Selain itu, menu Kyushoku dirancang oleh ahli gizi untuk memenuhi kebutuhan nutrisi siswa, sehingga siswa belajar tentang pentingnya makanan sehat. Kemudian, beberapa menu Kyushoku menampilkan makanan khas daerah setempat. Dengan demikian, siswa-siswi dapat mengenal dan menghargai budaya lokal.
Bagaimana pendidikan karakter diterapkan dalam Kyushoku? Anak-anak terlibat secara aktif dalam proses makan. Mulai dari persiapan hingga pembersihan. Para guru juga seringkali memanfaatkan waktu makan untuk memberikan penjelasan tentang asal usul makanan, nilai gizi, dan budaya terkait makanan.
Setelah makan, siswa pun didorong untuk berdiskusi tentang makanan yang mereka makan dan pelajaran yang dapat diambil. Tentu saja, para guru dan staf sekolah menjadi contoh yang baik dalam menunjukkan perilaku makan yang sopan dan bertanggung jawab.
Jadi, Kyushoku di Jepang memang benar-benar membawa banyak manfaat. Mulai pembentukan karakter, peningkatan Kesehatan, penguatan ikatan social, hingga pelestarian budaya makan dan nilai-nilai tradisional Jepang. Karena dilaksanakan transparan, akuntabel, dan partisipatif, Kyushoku yang sudah Seabad itu terus berjalan dengan baik.

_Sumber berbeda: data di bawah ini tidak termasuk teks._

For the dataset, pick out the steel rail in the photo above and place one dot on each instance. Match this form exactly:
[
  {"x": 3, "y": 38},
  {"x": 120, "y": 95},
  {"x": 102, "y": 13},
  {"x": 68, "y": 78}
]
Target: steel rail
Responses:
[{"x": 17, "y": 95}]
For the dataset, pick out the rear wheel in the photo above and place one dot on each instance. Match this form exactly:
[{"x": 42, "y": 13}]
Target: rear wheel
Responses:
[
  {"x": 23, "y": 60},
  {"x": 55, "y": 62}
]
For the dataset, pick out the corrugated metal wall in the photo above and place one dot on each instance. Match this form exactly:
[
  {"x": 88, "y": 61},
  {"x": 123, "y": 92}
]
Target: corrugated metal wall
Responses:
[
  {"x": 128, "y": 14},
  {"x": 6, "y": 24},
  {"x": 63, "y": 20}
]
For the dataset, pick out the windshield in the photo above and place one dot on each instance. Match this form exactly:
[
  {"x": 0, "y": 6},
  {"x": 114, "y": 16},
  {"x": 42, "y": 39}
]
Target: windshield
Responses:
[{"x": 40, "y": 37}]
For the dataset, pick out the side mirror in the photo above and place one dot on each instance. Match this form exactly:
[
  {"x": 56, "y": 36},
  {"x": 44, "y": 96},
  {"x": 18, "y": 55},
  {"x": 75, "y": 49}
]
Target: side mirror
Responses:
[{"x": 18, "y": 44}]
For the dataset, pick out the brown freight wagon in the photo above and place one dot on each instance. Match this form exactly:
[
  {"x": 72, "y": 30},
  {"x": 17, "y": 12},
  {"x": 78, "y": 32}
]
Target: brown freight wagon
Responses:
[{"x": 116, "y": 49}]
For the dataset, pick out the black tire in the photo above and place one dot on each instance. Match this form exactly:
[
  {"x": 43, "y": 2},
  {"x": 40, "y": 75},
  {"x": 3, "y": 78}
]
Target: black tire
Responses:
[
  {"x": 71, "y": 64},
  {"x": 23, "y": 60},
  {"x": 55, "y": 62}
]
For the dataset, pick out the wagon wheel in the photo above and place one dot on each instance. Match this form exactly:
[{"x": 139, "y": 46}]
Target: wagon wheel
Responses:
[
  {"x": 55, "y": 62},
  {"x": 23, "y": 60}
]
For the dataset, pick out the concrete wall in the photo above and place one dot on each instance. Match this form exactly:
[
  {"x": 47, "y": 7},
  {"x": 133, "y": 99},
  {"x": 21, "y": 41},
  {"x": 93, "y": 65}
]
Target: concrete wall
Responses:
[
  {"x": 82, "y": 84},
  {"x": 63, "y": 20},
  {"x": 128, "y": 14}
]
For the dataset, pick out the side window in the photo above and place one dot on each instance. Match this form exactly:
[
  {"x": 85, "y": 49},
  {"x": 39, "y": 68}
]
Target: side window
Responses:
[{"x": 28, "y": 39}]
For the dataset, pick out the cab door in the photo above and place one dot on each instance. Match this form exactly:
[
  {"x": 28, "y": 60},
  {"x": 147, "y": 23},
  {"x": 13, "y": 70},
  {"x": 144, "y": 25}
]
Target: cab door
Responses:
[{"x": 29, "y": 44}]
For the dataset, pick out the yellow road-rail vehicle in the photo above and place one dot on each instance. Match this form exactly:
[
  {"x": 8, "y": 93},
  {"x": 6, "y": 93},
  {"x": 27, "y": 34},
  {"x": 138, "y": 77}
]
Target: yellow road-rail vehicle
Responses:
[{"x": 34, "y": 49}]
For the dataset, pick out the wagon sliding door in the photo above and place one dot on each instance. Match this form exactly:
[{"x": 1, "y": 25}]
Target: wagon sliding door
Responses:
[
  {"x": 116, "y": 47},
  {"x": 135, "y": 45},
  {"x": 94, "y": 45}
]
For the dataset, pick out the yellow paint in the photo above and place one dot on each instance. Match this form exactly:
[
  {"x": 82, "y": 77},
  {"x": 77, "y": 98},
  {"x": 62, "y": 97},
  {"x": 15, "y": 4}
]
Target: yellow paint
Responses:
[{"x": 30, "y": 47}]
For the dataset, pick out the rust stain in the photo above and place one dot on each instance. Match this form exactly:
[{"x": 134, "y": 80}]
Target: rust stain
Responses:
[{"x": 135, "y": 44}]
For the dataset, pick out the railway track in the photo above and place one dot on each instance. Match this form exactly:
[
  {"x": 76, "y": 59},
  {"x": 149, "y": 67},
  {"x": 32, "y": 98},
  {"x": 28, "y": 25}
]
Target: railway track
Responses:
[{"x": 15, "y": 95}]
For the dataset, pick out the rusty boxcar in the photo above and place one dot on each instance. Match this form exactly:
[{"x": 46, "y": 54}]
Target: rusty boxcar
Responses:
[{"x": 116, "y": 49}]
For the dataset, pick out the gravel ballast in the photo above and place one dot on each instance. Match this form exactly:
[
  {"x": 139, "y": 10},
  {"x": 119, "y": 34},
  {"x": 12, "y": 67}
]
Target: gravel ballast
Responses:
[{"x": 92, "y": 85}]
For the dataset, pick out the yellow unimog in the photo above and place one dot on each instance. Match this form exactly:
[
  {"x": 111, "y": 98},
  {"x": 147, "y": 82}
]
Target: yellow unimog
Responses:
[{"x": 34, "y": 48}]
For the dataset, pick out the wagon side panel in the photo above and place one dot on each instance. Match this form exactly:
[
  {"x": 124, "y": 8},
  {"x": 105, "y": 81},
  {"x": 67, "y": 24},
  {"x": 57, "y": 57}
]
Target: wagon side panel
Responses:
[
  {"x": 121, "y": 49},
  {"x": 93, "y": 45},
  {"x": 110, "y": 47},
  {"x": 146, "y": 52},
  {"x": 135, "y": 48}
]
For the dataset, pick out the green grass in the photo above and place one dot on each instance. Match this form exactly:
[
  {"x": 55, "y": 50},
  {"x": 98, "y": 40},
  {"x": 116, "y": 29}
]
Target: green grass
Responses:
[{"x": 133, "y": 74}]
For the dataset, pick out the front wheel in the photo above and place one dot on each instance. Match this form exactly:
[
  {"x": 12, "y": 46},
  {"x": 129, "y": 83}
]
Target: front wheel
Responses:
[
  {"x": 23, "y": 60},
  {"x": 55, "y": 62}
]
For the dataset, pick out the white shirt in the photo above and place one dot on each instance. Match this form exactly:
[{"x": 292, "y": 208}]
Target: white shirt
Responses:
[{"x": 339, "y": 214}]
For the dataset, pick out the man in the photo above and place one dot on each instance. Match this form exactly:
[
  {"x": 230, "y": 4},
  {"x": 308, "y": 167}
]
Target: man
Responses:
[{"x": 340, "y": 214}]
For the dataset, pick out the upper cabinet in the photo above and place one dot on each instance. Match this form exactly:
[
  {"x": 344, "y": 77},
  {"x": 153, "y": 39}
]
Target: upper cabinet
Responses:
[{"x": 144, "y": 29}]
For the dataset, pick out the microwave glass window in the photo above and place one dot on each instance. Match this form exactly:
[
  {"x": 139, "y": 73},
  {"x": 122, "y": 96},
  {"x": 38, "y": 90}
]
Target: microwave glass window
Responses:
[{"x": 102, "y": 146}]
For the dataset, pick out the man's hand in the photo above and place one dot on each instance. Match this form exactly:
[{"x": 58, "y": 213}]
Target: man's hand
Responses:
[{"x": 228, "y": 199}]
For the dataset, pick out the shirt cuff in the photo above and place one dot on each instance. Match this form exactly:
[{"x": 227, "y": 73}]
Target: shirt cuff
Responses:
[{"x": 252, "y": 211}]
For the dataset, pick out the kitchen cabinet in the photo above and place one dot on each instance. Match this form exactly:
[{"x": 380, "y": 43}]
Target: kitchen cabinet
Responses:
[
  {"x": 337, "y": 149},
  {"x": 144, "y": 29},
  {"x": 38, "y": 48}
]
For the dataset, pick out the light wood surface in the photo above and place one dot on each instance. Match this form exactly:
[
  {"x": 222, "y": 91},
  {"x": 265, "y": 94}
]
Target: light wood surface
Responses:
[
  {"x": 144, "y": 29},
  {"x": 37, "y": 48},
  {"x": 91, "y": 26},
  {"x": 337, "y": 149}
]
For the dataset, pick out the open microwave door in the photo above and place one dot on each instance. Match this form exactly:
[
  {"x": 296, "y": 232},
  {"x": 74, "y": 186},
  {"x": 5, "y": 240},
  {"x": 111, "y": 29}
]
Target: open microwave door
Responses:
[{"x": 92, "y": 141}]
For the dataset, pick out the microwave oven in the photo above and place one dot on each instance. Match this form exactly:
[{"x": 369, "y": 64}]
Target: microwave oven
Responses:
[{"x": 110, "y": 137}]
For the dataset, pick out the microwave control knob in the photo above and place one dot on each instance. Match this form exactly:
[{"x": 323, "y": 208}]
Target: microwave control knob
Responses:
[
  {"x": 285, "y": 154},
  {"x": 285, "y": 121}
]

Nah, apakah Indonesia bisa menjadikan MBG itu seperti Kyushoku? Yang jelas, selain Jepang, beberapa negara lain yang juga telah sukses melaksanakan program makan siang gratis antara lain Brasil, Finlandia, India, Amerika Serikat, dan beberapa negara lain.
Jika dicermati, salah satu kunci penting keberhasilan program itu adalah transparansi dan akuntabilitas sehingga terbangun kepercayaan tinggi, kemudian memunculkan partisipasi masyarakat. Bukan berebut untung. Ingat, MBG ini untuk anak-anak dan masa depannya. (*)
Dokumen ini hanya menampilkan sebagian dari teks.